We retrospectively reviewed the data of patients who underwent colonoscopic polypectomy between January 2003 and December 2012. We compared patients who experienced delayed PPB with those who did not. The control-to-patient ratio was 3:1. The clinical data analyzed included polyp size, number, location, and shape, patient' body mass index (BMI), preventive hemostasis, and endoscopist experience.

Results

Of 1,745 patients undergoing colonoscopic polypectomy, 21 (1.2%) experienced significant delayed PPB. We selected 63 age- and sex-matched controls.

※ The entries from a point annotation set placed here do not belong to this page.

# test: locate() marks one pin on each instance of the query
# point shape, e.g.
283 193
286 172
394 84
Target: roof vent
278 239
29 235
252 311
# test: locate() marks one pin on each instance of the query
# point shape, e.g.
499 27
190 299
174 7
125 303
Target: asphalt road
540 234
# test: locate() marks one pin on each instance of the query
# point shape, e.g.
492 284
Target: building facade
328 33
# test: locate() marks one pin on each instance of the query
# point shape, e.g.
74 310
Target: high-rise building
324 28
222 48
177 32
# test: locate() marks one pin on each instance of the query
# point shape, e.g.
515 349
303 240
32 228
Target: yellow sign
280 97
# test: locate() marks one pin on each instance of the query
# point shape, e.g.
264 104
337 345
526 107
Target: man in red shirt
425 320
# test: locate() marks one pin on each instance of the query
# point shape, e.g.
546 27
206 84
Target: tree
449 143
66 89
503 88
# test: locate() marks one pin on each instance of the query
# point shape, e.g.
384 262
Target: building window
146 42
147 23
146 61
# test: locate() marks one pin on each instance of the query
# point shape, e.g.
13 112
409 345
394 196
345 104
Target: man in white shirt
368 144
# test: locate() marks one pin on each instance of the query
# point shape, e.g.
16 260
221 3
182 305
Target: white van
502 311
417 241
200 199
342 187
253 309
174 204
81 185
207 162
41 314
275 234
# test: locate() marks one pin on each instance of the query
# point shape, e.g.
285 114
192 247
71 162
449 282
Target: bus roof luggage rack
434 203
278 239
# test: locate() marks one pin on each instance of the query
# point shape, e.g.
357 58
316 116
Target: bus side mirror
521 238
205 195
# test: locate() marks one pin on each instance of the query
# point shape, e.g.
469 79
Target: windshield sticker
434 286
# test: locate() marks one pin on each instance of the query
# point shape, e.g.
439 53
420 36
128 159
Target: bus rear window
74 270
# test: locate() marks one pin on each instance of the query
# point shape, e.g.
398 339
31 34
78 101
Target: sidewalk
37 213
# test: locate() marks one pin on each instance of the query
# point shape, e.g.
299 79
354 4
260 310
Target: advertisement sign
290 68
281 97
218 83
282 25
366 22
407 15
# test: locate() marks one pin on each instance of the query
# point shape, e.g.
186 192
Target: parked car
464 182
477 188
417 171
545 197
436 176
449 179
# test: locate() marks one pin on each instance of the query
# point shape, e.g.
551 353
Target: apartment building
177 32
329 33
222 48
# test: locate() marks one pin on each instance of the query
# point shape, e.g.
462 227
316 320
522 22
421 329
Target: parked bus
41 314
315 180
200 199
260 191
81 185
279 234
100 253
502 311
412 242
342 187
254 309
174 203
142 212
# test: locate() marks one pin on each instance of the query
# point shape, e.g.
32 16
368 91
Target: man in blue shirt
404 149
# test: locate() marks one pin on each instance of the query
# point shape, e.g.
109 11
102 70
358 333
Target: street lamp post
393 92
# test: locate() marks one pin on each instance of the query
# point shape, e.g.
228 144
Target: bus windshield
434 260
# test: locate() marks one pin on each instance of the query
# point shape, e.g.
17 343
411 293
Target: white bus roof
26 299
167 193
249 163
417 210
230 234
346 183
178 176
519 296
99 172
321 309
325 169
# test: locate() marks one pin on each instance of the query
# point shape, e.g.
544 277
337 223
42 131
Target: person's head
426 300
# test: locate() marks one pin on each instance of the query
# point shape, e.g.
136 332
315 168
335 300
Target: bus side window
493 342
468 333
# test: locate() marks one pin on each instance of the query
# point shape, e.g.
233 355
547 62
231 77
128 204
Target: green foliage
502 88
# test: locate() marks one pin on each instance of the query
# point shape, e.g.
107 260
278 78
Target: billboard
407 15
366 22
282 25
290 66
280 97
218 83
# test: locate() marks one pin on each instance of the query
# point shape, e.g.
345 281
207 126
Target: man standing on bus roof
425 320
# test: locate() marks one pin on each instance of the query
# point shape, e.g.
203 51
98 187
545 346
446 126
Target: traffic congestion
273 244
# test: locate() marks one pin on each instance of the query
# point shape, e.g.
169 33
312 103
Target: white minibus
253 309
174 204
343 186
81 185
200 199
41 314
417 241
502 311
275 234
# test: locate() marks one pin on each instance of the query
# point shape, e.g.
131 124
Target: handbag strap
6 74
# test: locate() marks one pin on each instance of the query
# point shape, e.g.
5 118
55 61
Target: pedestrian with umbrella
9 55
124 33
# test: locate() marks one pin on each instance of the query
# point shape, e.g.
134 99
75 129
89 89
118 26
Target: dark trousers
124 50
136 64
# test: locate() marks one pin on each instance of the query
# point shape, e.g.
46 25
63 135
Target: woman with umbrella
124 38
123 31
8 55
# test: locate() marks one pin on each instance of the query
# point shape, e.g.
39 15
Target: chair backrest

Multivariate logistic regression analysis showed that polyps >10 mm (odds ratio [OR], 2.605; 95% confidence interval [CI], 1.035-4.528; P=0.049), a pedunculated polyp (OR, 3.517; 95% CI, 1.428-7.176; P=0.045), a polyp located in the right hemicolon (OR, 3.10; 95% CI, 1.291-5.761; P=0.013), and a high BMI (OR, 3.681; 95% CI, 1.876-8.613; P=0.013) were significantly associated with delayed PPB.

Conclusions

Although delayed PPB is a rare event, more caution is needed during colonoscopic polypectomies performed in patients with high BMI or large polyps, pedunculated polyps, or polyps located in the right hemicolon.